དཀོན་མཆོག་ཁོང་གིས་གཏོང་བའི་ཉེས་ཆད་ཡིན་ཞེས་ང་ཚོས་བསམ་བྱུང།

5ང་ཚོས་སྡིག་པའི་རྐྱེན་གྱིས་ཁོང་ལ་རྨས། ང་ཚོས་ལས་ངན་རྐྱེན་གྱིས་ཁོང་ལ་བརྡུང་།

ཁོང་གི་མྱོང་བའི་ཉེས་ཆད་རྐྱེན་ང་ཚོར་སྐྱིད་པོ་དང་ཞི་བདེ་ཐོབ།

ཁོང་གི་རྨས་ང་ཚོ་དྲག་ཡོད།

 

There was of course no need for her to gain merit by going round the stupa. Jesus had suffered for believers on the cross for their sins. On it He had won for Ajalaa all the righteousness and merit that she needed.

 

“He himself bore our sins in his body on the tree, that we might die to sin and live to righteousness. By his wounds you have been healed.”   (1 Peter 2:14)

པེ་ཏྲོ་༡ 2:14 – ཁྱེད་ཚོས་གཙོ་བོའི་དོན་དུ་སྲིད་འཛིན་པ་ཐམས་ཅད་ལ་བཀུར་དགོས་ཏེ། དབང་ཆ་མཐོ་ཤོས་ཀྱི་རྒྱལ་པོའམ། ཡང་ན་ཁོང་གིས་མངགས་པའི་སྤྱི་ཁྱབ་རྣམས་ལ་བཀུར་དགོས། སྤྱི་ཁྱབ་རྣམས་མངགས་པའི་རྒྱུ་མཚན་ནི་ངན་པ་བྱེད་མཁན་རྣམས་ལ་ཆད་པ་གཏོང་ཞིང༌། ལེགས་སྤྱོད་མཁན་ལ་བསྟོད་པ་བྱེད་པའི་ཕྱིར་རོ།

 

And Jesus is the loving One who faithfully holds us fast in His grasp.

It was Jesus who caused Jaylund to meet Ajalaa again after that gap of 7 years.

If our relatives and friends with their merit-seeking habits are the only human company that we have, so that we forget to hold fast to our faith in Jesus, yet Jesus will always hold fast to us and welcome us back into His arms.
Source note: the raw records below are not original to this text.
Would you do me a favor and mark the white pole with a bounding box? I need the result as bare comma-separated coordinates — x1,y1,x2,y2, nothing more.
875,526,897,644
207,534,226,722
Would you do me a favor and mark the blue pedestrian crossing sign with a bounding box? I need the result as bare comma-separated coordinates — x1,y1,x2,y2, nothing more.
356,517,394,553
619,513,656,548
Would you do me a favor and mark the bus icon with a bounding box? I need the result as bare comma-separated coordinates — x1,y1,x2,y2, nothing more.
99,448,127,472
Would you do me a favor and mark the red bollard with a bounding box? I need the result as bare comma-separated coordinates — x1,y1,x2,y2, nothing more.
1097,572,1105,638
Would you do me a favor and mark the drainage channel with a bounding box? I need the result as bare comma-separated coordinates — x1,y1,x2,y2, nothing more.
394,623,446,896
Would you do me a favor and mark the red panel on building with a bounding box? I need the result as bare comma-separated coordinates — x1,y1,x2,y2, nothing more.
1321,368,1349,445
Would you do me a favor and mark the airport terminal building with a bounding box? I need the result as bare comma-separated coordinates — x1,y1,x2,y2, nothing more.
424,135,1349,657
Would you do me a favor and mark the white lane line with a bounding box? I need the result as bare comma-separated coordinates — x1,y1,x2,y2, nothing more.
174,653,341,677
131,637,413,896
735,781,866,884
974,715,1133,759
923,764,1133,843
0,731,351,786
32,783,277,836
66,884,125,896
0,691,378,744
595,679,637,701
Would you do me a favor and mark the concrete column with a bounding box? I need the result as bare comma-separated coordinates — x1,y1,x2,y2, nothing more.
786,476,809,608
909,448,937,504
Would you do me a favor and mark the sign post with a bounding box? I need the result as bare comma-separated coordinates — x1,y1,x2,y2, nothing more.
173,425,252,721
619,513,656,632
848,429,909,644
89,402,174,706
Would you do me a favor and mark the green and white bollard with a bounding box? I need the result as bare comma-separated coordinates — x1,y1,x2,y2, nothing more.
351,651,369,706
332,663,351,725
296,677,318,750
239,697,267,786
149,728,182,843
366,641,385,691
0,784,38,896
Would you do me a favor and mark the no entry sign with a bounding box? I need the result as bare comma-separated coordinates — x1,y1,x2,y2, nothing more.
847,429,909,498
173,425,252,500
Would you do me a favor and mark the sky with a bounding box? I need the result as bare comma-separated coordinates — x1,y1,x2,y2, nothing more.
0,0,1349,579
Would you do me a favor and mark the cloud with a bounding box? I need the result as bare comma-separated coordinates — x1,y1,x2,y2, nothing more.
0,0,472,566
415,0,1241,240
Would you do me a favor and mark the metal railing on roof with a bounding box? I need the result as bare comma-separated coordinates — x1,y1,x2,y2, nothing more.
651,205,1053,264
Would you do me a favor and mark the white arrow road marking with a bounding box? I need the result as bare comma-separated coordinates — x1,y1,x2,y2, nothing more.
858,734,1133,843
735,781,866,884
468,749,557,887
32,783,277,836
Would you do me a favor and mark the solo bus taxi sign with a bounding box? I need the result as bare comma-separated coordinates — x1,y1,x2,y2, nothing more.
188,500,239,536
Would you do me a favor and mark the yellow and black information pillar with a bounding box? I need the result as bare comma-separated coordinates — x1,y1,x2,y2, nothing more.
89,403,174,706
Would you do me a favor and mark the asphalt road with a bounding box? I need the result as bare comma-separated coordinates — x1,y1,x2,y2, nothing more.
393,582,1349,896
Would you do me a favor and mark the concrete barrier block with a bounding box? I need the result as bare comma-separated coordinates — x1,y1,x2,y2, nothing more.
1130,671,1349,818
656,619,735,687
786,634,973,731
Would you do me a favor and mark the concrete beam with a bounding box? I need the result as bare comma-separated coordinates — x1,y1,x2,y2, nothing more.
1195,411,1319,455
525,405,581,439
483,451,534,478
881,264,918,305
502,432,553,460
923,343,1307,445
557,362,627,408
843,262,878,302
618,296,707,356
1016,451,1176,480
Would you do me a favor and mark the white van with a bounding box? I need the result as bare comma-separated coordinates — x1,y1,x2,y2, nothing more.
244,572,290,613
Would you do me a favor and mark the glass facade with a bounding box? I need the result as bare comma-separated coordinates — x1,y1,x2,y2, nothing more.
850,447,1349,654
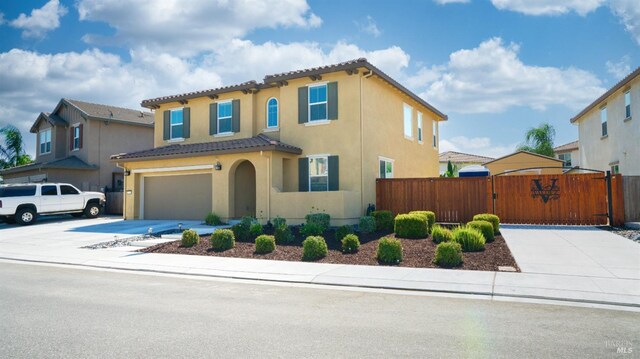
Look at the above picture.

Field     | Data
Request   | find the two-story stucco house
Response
[571,68,640,176]
[112,59,447,225]
[0,99,154,191]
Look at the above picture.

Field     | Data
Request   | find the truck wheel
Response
[84,203,100,218]
[16,208,36,226]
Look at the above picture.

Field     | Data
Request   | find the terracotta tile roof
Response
[440,151,493,163]
[553,140,579,152]
[111,134,302,161]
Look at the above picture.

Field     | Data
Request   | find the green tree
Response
[0,125,32,168]
[518,123,556,157]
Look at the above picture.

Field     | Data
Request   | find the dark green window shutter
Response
[298,86,309,123]
[298,157,309,192]
[182,107,191,138]
[231,100,240,132]
[327,82,338,120]
[209,103,218,135]
[329,156,340,191]
[161,110,171,141]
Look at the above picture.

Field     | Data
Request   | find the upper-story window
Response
[169,108,184,140]
[40,128,51,154]
[600,106,607,137]
[403,103,413,138]
[218,101,233,134]
[267,97,278,128]
[309,84,327,122]
[624,90,631,118]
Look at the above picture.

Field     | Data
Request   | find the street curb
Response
[0,257,640,308]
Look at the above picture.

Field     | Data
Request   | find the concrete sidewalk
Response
[0,219,640,307]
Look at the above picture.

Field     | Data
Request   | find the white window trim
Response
[307,82,329,123]
[215,99,233,137]
[265,97,280,129]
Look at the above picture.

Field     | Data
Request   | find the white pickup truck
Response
[0,183,105,225]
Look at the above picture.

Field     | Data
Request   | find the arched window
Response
[267,97,278,128]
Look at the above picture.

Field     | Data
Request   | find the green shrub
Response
[376,237,402,264]
[433,242,462,268]
[204,212,222,226]
[473,213,500,234]
[211,229,236,251]
[467,221,494,243]
[409,211,436,233]
[302,236,329,261]
[358,216,376,233]
[431,224,453,243]
[341,234,360,253]
[256,234,276,254]
[273,225,296,244]
[304,213,331,232]
[453,227,485,252]
[300,222,324,238]
[336,224,353,241]
[180,229,200,247]
[395,214,429,238]
[371,211,393,231]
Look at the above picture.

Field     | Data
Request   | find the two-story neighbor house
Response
[112,59,447,224]
[571,68,640,176]
[0,99,154,191]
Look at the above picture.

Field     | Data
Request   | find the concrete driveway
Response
[500,225,640,286]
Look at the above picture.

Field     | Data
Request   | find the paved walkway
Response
[0,218,640,308]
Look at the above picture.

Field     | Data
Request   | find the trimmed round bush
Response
[433,242,462,268]
[371,211,393,231]
[358,216,376,233]
[336,224,353,241]
[302,236,329,261]
[256,234,276,254]
[473,213,500,234]
[453,227,485,252]
[341,234,360,253]
[376,237,402,264]
[409,211,436,233]
[211,229,236,251]
[431,224,453,243]
[180,229,200,247]
[467,221,494,243]
[394,214,429,238]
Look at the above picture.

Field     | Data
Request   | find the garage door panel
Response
[144,174,212,220]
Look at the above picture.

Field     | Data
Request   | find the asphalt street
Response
[0,262,640,358]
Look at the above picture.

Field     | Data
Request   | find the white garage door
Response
[144,174,212,220]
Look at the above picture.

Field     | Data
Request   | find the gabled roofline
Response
[571,67,640,123]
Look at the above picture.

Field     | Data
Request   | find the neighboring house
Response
[112,59,447,224]
[440,151,493,174]
[553,141,580,170]
[0,99,154,191]
[482,151,563,175]
[571,68,640,176]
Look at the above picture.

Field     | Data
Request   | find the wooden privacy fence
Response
[376,173,625,225]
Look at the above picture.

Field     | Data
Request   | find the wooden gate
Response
[493,173,608,225]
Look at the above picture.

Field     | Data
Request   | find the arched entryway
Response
[232,161,256,218]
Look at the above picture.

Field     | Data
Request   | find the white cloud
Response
[77,0,322,57]
[609,0,640,45]
[421,38,605,113]
[491,0,605,16]
[605,55,631,80]
[9,0,67,38]
[356,15,382,37]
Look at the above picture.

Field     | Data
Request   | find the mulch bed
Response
[140,230,520,271]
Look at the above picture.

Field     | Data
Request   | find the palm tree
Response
[518,123,556,157]
[0,125,31,168]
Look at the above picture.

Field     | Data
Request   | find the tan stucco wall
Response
[484,153,562,175]
[575,77,640,176]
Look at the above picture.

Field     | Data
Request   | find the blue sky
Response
[0,0,640,157]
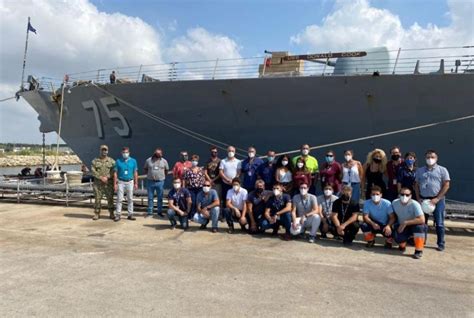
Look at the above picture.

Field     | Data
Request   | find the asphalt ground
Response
[0,203,474,317]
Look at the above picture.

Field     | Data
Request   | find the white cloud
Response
[290,0,474,52]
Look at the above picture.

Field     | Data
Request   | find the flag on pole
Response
[28,21,36,34]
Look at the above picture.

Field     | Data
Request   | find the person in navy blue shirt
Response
[257,150,275,190]
[262,183,291,241]
[168,178,192,231]
[114,147,138,222]
[241,147,263,191]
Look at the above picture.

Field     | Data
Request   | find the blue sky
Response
[92,0,449,56]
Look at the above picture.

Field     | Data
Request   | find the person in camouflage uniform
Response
[91,145,115,221]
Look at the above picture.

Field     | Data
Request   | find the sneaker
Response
[365,240,375,248]
[413,251,423,259]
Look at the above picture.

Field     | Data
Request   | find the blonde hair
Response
[365,148,387,173]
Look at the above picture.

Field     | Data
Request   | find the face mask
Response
[324,190,332,197]
[372,195,382,203]
[400,195,410,204]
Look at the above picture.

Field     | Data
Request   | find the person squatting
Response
[91,144,450,259]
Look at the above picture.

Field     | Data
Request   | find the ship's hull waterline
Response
[21,74,474,202]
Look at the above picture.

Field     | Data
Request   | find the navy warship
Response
[18,46,474,202]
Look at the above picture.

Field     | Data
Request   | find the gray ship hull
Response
[22,74,474,202]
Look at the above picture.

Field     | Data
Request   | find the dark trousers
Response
[331,222,359,243]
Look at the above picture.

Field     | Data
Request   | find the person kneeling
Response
[360,186,395,249]
[168,178,192,230]
[193,180,220,233]
[390,188,428,259]
[291,183,321,243]
[331,185,360,245]
[262,184,291,241]
[224,178,250,234]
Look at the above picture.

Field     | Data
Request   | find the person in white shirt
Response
[224,178,250,234]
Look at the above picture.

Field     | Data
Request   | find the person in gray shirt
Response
[291,183,321,243]
[143,148,170,217]
[415,150,451,252]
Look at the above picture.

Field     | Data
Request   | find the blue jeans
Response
[146,179,165,215]
[194,206,220,229]
[262,212,291,234]
[168,209,189,229]
[425,199,446,248]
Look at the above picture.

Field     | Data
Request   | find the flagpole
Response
[20,17,30,91]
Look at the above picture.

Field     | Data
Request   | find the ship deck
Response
[0,203,474,317]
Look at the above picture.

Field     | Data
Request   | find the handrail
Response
[39,45,474,89]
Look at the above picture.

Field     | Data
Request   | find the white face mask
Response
[400,195,410,204]
[372,195,382,203]
[324,190,332,197]
[426,158,436,166]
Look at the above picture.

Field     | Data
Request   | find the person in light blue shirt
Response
[360,186,395,249]
[114,147,138,222]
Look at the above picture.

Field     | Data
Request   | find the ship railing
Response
[39,46,474,90]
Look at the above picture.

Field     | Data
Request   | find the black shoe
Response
[365,240,375,248]
[413,251,423,259]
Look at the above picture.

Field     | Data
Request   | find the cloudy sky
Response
[0,0,474,143]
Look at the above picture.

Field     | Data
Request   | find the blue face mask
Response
[326,156,334,163]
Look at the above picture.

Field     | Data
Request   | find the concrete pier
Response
[0,203,474,317]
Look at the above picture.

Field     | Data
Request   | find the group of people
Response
[91,144,450,258]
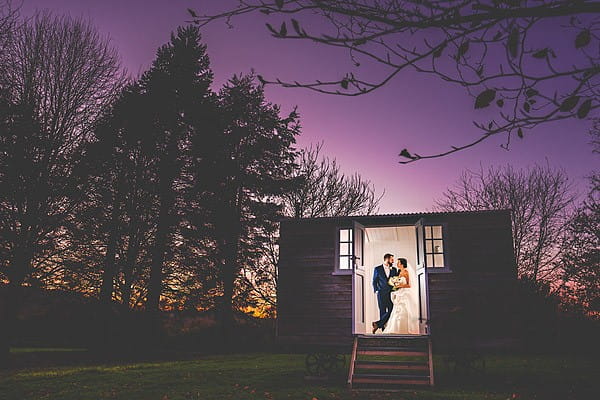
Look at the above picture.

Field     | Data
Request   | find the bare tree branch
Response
[190,0,600,164]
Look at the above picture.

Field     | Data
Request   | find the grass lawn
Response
[0,349,600,400]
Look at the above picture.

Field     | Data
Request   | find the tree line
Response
[0,3,381,364]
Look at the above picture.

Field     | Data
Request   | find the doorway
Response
[353,221,428,335]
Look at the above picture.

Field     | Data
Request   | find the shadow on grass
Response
[0,353,599,400]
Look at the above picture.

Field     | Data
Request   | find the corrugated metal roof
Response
[281,209,511,221]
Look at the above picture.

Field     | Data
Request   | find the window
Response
[339,228,354,270]
[425,225,446,268]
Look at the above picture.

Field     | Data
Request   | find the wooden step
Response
[352,373,429,385]
[356,347,429,357]
[357,343,427,351]
[348,336,433,391]
[354,360,429,371]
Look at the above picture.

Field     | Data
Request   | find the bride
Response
[382,258,410,334]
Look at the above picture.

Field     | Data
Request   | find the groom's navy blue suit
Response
[373,264,398,329]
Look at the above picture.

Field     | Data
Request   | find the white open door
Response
[352,221,367,335]
[415,218,430,335]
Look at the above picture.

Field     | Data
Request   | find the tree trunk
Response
[100,195,119,304]
[146,198,170,312]
[0,282,22,368]
[121,229,140,310]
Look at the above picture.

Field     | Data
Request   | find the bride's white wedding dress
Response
[383,288,410,334]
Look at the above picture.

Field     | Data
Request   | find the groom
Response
[373,253,398,333]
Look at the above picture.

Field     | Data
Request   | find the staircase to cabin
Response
[348,335,433,390]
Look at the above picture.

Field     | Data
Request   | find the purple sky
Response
[22,0,598,213]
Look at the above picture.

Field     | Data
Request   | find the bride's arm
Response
[400,271,410,288]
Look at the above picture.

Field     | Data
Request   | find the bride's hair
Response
[398,258,408,268]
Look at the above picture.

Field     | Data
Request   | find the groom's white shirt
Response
[383,264,392,279]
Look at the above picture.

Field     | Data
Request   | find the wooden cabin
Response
[277,210,517,390]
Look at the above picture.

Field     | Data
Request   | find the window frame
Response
[423,222,452,274]
[332,226,354,275]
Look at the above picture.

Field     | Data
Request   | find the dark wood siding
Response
[277,220,352,344]
[277,211,517,344]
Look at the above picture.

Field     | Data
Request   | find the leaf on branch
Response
[433,42,447,58]
[265,23,279,36]
[292,18,302,36]
[506,28,519,58]
[456,40,469,60]
[532,48,548,58]
[525,88,540,97]
[400,149,417,160]
[476,64,483,78]
[475,89,496,109]
[575,29,592,49]
[558,96,579,112]
[188,8,198,18]
[577,99,592,119]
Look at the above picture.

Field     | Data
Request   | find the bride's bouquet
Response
[388,276,406,291]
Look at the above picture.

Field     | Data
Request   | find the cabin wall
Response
[426,212,517,344]
[277,211,517,347]
[277,220,352,345]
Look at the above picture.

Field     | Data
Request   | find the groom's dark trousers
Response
[373,265,398,329]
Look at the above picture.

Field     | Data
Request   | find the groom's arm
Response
[373,268,379,293]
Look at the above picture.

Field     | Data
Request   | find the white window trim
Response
[331,226,354,275]
[423,222,452,274]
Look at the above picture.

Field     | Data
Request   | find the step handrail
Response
[348,336,358,387]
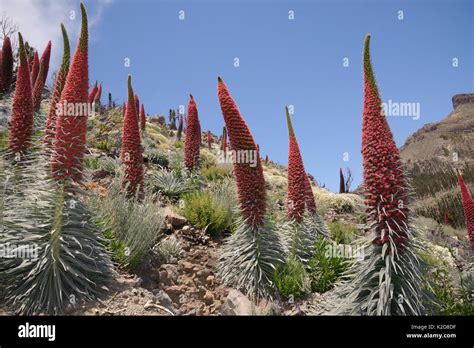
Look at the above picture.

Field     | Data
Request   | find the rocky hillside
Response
[400,94,474,227]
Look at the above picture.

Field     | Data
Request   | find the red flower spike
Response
[9,33,34,154]
[33,63,44,112]
[44,23,71,146]
[458,173,474,250]
[0,36,13,93]
[184,95,201,170]
[31,51,40,86]
[51,3,90,181]
[87,82,99,104]
[207,131,212,150]
[140,104,146,130]
[305,174,316,214]
[362,35,408,244]
[339,168,346,193]
[218,77,266,227]
[94,83,102,104]
[120,75,143,196]
[134,94,140,118]
[285,107,306,221]
[221,127,227,156]
[40,41,51,87]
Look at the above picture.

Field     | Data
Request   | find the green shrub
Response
[183,191,232,235]
[99,157,120,174]
[328,221,359,244]
[95,176,164,270]
[201,165,232,181]
[148,150,170,168]
[155,236,183,263]
[0,132,8,150]
[274,258,311,300]
[84,156,100,169]
[149,170,196,198]
[308,238,349,293]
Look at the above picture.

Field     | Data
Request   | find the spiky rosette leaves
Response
[184,95,201,170]
[207,131,212,150]
[33,63,44,112]
[87,82,99,104]
[217,217,283,300]
[176,113,184,141]
[0,152,111,315]
[140,104,146,131]
[9,33,34,154]
[40,41,51,87]
[285,107,306,221]
[322,35,427,315]
[0,36,13,94]
[120,75,143,195]
[44,23,71,147]
[30,51,41,86]
[362,35,408,244]
[51,3,90,181]
[328,224,430,315]
[458,173,474,250]
[279,211,330,266]
[218,77,266,226]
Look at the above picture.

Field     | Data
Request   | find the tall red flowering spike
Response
[40,41,51,87]
[458,173,474,250]
[51,3,90,181]
[176,112,184,141]
[33,62,44,112]
[362,35,408,244]
[9,33,34,154]
[31,51,40,86]
[87,81,99,104]
[443,211,449,225]
[44,23,71,147]
[218,77,266,226]
[221,127,227,155]
[120,75,143,195]
[339,168,346,193]
[0,36,13,93]
[285,107,306,221]
[184,95,201,170]
[134,94,140,117]
[140,104,146,130]
[304,174,316,214]
[94,83,102,104]
[207,131,212,150]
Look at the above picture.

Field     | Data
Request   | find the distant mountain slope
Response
[400,93,474,226]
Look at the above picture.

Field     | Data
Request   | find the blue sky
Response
[8,0,474,191]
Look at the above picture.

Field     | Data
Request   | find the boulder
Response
[221,289,253,315]
[165,207,188,230]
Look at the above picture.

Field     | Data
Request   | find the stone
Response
[164,207,188,230]
[206,276,215,285]
[221,289,253,315]
[160,263,178,286]
[153,289,174,310]
[202,291,214,305]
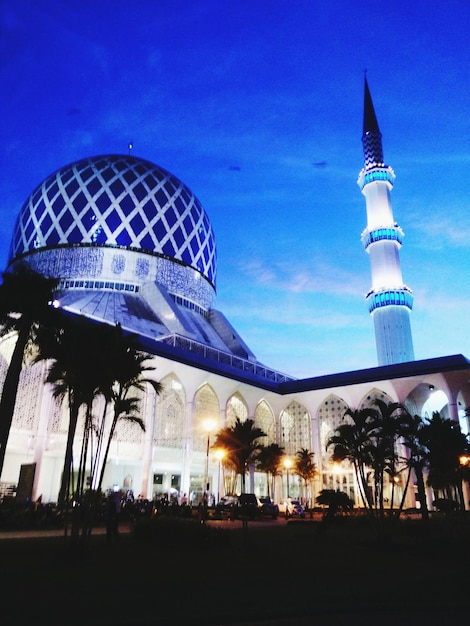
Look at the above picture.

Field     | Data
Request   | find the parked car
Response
[279,498,305,517]
[215,493,261,520]
[259,498,279,519]
[215,495,238,518]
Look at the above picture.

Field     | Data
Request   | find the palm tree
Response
[327,400,409,532]
[256,443,284,499]
[98,324,162,489]
[294,448,318,498]
[212,417,266,493]
[0,266,57,476]
[422,411,469,506]
[401,414,429,521]
[37,315,104,508]
[326,408,377,511]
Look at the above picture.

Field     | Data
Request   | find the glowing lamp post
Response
[203,419,215,504]
[215,448,225,502]
[459,454,470,511]
[284,457,292,498]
He will never cast out those whom His Father God has given to him.

 

ཡོ་ཧ་ནན། 6:37ཡབ་ཀྱིས་ང་ལ་གནང་བ་ཐམས་ཅད་ངའི་རྩར་ཡོང་ངེས་ཡིན། སུ་ངའི་རྩར་ཡོང་ན་ཡང་དེ་ངས་ནམ་ཡང་བསྐྲད་པར་མི་བྱ།

 

We may be faithless, but He remains faithful.

 

ཐི་མོ་ཐེ། 2:13ངེད་ཀྱི་དད་སེམས་བསྐྱུར་ཡང་ཁོང་མིན་ཏེ།། ཁོང་གིས་རང་ཉིད་སྤང་བ་སྲིད་ན་དཀོན།། ཞེས་སོ།། གདེང་འཇོག་ཐོབ་པའི་ལས་བྱེད་མཁན་གྱི་སྐོར།

 

Footnote: I have tried to write the name of Jaylund in Tibetan characters. It could perhaps be gces-lon-da, because she showed love to Ajalaa.